One talk that caught my attention was presented by Scott Lachut, entitled Data, Tech and the Rise of Digital Scholarship. Scott is Director of Research and Strategy at PSFK Labs, a brand and innovation strategy consultancy. Scott gave us an elegant overview of new tools available, to help us consider how publishing may better incorporate technology in the context of a connected society. It is sobering to realize how accustomed we have become to being socially connected.
A few fun facts:
500 million tweets are sent every day
100 hours of video are uploaded onto YouTube every day
2.5 billion pieces of content are shared on Facebook every day
There is an increasing connection between content and people. Business Insider reports a significant increase in the market for wearables – gadgets like smartwatches, connected fitness bands, and smart eyewear. The wearables company, FitBit recently raised $43 million in financing. Business Insider speculates that global annual wearable device unit shipments will cross the 100 million mark in 2014, reaching 300 million units five years from now. Gartner reports that while there were 2.5 billion connected devices in 2005, by 2020 there will be over 30 billion.
According to The Guardian, 90% of all the data in the world has been generated over the last two years, but less than 1% of this information has been analyzed. The question for academic publishers and societies is one of comprehension. How do we assimilate these data? It is tempting to disregard them as irrelevant – to write off the social world at least as not being not concerned with academia. This is all very well, but open communication is part of the fuel that drives the open access debate. When everyone and everything appears connected, why should academics be shielded behind the castle walls? There has been much written in the Scholarly Kitchen on OA, and I am not going to address any of the issues for, or against, here. However, it is important to note that one of the drivers of OA is the notion that the more content and ideas that are shared, the more likely breakthroughs will materialize; OA is associated with innovation. An interesting venture in this space is API Commons where developers are encouraged to share their APIs (Application Programming Interface) under creative commons licenses.
Another fascinating venture, still in its early stages of development, is Thingful, a search engine for the Public Internet of Things, which provides a geographical index of where things are, who owns them, and how and why they are used. If an academic chooses to make their data available to third parties – either directly as a public resource or channeled through apps and analytical tools, then Thingful organizes ‘things’ around locations and categories and structures ownership around Twitter profiles (which can be either people, or organizations), enabling discussion.
As Scott Lachut indicated in his talk, there is so much data and yet so little analysis. Perhaps the next step is to organize and visualize the data in an effort to discern patterns and meaning. Useful tools that have emerged here are seen in Openrefine and Kinetica.
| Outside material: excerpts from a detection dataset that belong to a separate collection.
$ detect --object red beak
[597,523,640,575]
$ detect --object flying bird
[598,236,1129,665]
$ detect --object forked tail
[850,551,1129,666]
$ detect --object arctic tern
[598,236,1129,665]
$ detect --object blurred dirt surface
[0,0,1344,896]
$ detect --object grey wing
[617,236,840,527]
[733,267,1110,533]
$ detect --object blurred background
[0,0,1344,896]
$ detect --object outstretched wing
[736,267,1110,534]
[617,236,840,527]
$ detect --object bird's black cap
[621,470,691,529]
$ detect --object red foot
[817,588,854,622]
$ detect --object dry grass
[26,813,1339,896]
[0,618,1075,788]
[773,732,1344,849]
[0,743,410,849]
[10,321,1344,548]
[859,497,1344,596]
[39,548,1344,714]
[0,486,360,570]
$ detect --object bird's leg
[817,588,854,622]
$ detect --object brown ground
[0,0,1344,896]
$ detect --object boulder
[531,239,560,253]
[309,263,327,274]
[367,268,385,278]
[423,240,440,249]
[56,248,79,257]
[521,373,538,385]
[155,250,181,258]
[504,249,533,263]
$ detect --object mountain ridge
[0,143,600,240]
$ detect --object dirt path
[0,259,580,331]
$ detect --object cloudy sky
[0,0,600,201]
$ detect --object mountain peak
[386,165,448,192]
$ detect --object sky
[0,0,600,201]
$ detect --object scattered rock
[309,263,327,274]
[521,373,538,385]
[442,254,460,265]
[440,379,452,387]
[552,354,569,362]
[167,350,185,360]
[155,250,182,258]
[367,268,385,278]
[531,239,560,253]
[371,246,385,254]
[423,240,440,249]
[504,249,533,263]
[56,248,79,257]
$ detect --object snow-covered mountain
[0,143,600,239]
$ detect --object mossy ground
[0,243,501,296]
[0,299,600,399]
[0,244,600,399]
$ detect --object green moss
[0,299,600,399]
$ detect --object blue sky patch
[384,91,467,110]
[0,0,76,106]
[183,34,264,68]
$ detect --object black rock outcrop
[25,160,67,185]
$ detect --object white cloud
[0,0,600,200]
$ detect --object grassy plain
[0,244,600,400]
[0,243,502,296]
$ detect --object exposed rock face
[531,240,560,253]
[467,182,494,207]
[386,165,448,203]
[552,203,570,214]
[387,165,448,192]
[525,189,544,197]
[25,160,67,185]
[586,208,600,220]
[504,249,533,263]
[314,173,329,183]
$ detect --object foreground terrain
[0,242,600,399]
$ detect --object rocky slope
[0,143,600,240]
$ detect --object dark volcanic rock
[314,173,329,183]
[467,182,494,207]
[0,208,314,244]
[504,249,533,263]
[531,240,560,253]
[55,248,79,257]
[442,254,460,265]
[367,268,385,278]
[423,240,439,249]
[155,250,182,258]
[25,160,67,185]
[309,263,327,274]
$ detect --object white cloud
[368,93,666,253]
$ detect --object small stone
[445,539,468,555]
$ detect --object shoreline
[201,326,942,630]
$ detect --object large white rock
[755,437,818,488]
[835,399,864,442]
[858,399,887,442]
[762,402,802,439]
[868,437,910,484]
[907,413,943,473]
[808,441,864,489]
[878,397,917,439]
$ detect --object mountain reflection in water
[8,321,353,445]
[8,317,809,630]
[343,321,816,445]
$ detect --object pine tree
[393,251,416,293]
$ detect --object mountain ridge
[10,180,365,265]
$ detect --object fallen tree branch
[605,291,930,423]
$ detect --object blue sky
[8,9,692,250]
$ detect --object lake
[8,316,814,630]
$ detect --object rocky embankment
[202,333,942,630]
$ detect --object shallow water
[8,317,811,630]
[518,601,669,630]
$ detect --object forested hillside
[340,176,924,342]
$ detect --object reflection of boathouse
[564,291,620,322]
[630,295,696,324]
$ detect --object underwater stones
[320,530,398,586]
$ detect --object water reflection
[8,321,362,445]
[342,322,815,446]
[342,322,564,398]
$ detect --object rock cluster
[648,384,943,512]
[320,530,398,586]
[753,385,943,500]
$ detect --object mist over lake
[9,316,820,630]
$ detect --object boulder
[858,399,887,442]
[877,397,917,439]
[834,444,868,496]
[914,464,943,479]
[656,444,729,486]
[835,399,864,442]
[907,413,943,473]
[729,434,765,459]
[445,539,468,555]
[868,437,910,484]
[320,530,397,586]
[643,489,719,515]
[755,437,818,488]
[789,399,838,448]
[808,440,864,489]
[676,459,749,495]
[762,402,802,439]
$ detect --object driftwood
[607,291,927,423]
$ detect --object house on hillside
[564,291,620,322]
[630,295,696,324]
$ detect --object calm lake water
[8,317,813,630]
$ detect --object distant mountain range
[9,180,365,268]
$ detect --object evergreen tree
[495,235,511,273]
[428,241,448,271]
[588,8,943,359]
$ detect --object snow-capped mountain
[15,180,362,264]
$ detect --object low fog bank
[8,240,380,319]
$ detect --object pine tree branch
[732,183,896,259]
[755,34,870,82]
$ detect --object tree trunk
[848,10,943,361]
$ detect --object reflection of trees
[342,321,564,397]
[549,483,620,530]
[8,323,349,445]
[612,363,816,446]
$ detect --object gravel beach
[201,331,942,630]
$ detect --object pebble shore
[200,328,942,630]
Openrefine (formerly supported by Google and named Googlerefine) is an open source means of working with publicly available, potentially messy data, cleaning it; transforming it from one format into another; extending it with web services; and linking it to databases like Freebase, a community-curated database of people, places, and things.
Kinetica is an app for exploring data on your iPad. Instead of forcing you to use a spreadsheet. Thistool allows you to see, touch, sift, and play with your data in a physical environment.
I would say that one of the key paths forward for publishers and libraries to work together is in the area of data mining, extracting intelligence from the sea of information. Libraries can do this on behalf of their constituents, or users may run the analyses themselves. There are a number of tools emerging in this area, allowing researchers to scrape and analyze data more effectively, providing predictive insights from existing data.
Take a look at Premise. Premise is an economic monitoring platform, enabling users to track global business and economic conditions in real-time across thousands of online and real-world locations. Premise monitors the price, quality, availability, and other metrics of a range of goods and services, from online and on-the-ground sources. With Premise data, a person may observe such things as a change in price of a product in several countries simultaneously, how much a product is being discounted, how often a product is out of stock.
In the cyber security world there is Recorded Future. Their mission is to organize open source information for analysis. There are predictive analysis tools for conducting intelligence research, competing in business, or monitoring the horizon for situational awareness.
With many start-ups and large scale players dipping their toes into social sharing and data analysis tools, where does this leave the researcher and their publishing output? What I think would be wonderful is a way to combine tools that provide predictive data, the value of recommendation engines, and a social ecosystem around journal articles and authors – would this be the best of what we know and what we may want, but don’t yet know it?